The current crash makes it pretty clear that crypto assets do look pretty similar to securities. These “currencies” still aren’t being used very often to buy and sell goods and services, even though bitcoin has been around for 13 years. And, during the current market rout, they’re collapsing just like tech stocks, because central banks are hiking interest rates.
The debate over defining crypto assets is still raging, but regulators and authorities aren’t sitting by idly any more. Earlier this month, the U.S. Department of Justice charged a key employee at OpenSea, a leading marketplace for buying and selling digital assets, alleging wire fraud and insider trading. The case looks like a lot like any old securities-related prosecution.
Promise broken: The best time to buy crypto is all the time
No matter how volatile crypto assets have been, the sector’s evangelists have always stressed looking five or 10 years out. “People will sit there and say bitcoin is down 30 per cent, 50 per cent, 60 per cent … but who cares? The reality is you have to look at these assets on what your five-year vision is for this area,” Som Seif, whose company Purpose Investments launched Canada’s first bitcoin ETF, said during an online investor conference in late May.
That message has resonated. Even though bitcoin and ether prices have crashed this year, Canadian crypto exchange-traded funds still had positive sales, with $804-million flowing into crypto assets during the first five months of 2022, according to data from TD Securities Inc.
At the same time, many retail investors have adhered to a mantra: HODL, or “hold on for dear life.” No matter how nasty a crypto crash is, their nearly religious belief is that it’s best to wait it out, because there ought to be a rebound.
Until recently, it was hard to argue with anyone who followed this rule. But there have been two key changes. The first is that the era of ultralow interest rates is over. Second, institutional investors have joined the fray.

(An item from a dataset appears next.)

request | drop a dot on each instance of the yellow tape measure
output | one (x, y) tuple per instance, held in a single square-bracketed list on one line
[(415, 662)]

Unlike retail buyers, who believe in a simple strategy, institutional players treat crypto like they would any other asset, and they are constantly buying and selling.
This unspoken truth was exposed last month when the prices of two crypto assets whose values were tightly interlinked, luna and terraUSD, capitulated. Mike Novogratz, the CEO of crypto trading platform Galaxy Digital Holdings Inc., had been one of luna’s biggest backers. But he didn’t lose it all, because Galaxy had been trading in and out of crypto assets.
In a mea culpa to investors, including retail buyers who lost everything, Mr. Novogratz came clean on what the sector should reasonably expect going forward. “At a high level, it’s important to understand that volatility is likely to continue, and the macro situation is going to remain challenging,” he wrote. “There is no cavalry coming to drive a V-shaped recovery. The Fed can’t ‘save’ the market until inflation falls.”